Quella che segue è una carrellata veloce su quelli che sono, da sempre, i più importanti settori dell'artigianato silano.
Iniziamo con l'antica arte orafa di San Giovanni in Fiore. L'arte orafa florense è legata alla produzione artigianale di bellissimi gioielli che adornavano il tradizionale costume delle donne sangiovannesi. I più comuni tra questi preziosi erano: la "jennacca", la "perna", la "spingula", il "motrò". La "jennaca" è una collana formata da grani sferici vuoti fatti con fili d'oro e d'argento dalla quale pende il "brillocco" (pendente). La "perna" è una collana di perle. Veniva indossata nelle occasioni importanti. La "spingula" era un spillone d'oro usato per tenere fisso sulla testa il copricapo del costume ("rituortu"). Il "motrò" è una spilla d'oro che veniva usata per tenere chiusa sul davanti la camicia ("'ncullerata").
Il granito è presente in Sila in grandi quantità e la disponibilità quasi illimitata di questa materia prima ha favorito la nascita a San Giovanni in Fiore di un'autentica scuola di maestri scalpellini. Nei secoli scorsi gli scalpellini sangiovannesi furono impegnati in importanti opere e i loro manufatti fanno bella mostra in chiese, monumenti, palazzotti padronali. Il granito veniva usato nei portali e nei campanili delle chiese, in molte sculture, nei caminetti. Veniva ridotto in lastre per pavimentare le strade. Ancora oggi esistono a San Giovanni in Fiore artigiani che lavorano il granito in modo impeccabile. Oltre a San Giovanni in Fiore, era conosciuto, per la bravura dei suoi scalpellini, Longobucco.
In molti centri silani come San Giovanni in Fiore, Acri, Bocchigliero, Longobucco, l'uso del telaio a mano è antico. Un tempo erano molte le famiglie che ne possedevano uno. La tessitura impegnava buona parte della manodopera femminile mentre gli uomini si dedicavano al lavoro nei campi. Dai grandi telai uscivano coperte, arazzi, tappeti. Di pregevolissima fattura i famosi "ozaturi", realizzati con tecniche orientali e impreziositi da ricami floreali. Nei centri silani si conserva ancora una grande tradizione tessile grazie alla raccolta, all'esposizione e alla vendita delle tessiture tradizionali presso i negozi di artigianato e articoli turistici.

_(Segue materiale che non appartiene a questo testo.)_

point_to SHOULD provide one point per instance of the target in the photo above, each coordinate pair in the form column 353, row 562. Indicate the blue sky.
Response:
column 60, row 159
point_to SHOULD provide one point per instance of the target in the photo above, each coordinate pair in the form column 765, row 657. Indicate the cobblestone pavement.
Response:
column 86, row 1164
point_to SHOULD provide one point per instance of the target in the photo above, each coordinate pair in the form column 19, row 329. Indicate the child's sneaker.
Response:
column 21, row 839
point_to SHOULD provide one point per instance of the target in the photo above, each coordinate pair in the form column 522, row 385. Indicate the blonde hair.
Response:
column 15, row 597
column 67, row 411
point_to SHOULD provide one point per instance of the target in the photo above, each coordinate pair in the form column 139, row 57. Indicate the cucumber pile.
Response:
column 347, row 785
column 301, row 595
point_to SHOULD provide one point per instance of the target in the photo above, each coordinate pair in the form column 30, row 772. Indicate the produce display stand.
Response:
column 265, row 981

Per finire vogliamo ricordare i contenitori che venivano costruiti intrecciando dei rametti lunghi e sottili di varie piante tra cui quelli delle ginestre. Questi contenitori presentavano vari vantaggi. Una volta seccati i rametti, risultavano molto leggeri. Erano adatti ai prodotti ortofrutticoli perché costruiti con un materiale naturale come il legno e perché permettevano l'areazione dei prodotti in essi contenuti.
Ricordiamo i tipi di contenitori più diffusi. Il "panaro" è un cestino con il manico utilizzato per la raccolta della frutta e dei funghi. La "cuofina" serviva per la raccolta della patate durante la "scippa". Le "sporte" erano delle ceste di forma quasi rotonda. Venivano utilizzate dalle donne portandole in bilico sulla testa. I "fiscini" erano delle grandi ceste di forma allungata. Venivano utilizzati per il trasporto di prodotti agricoli, con gli asini e con i muli fissandole, in coppia, ai lati della sella ("bastu").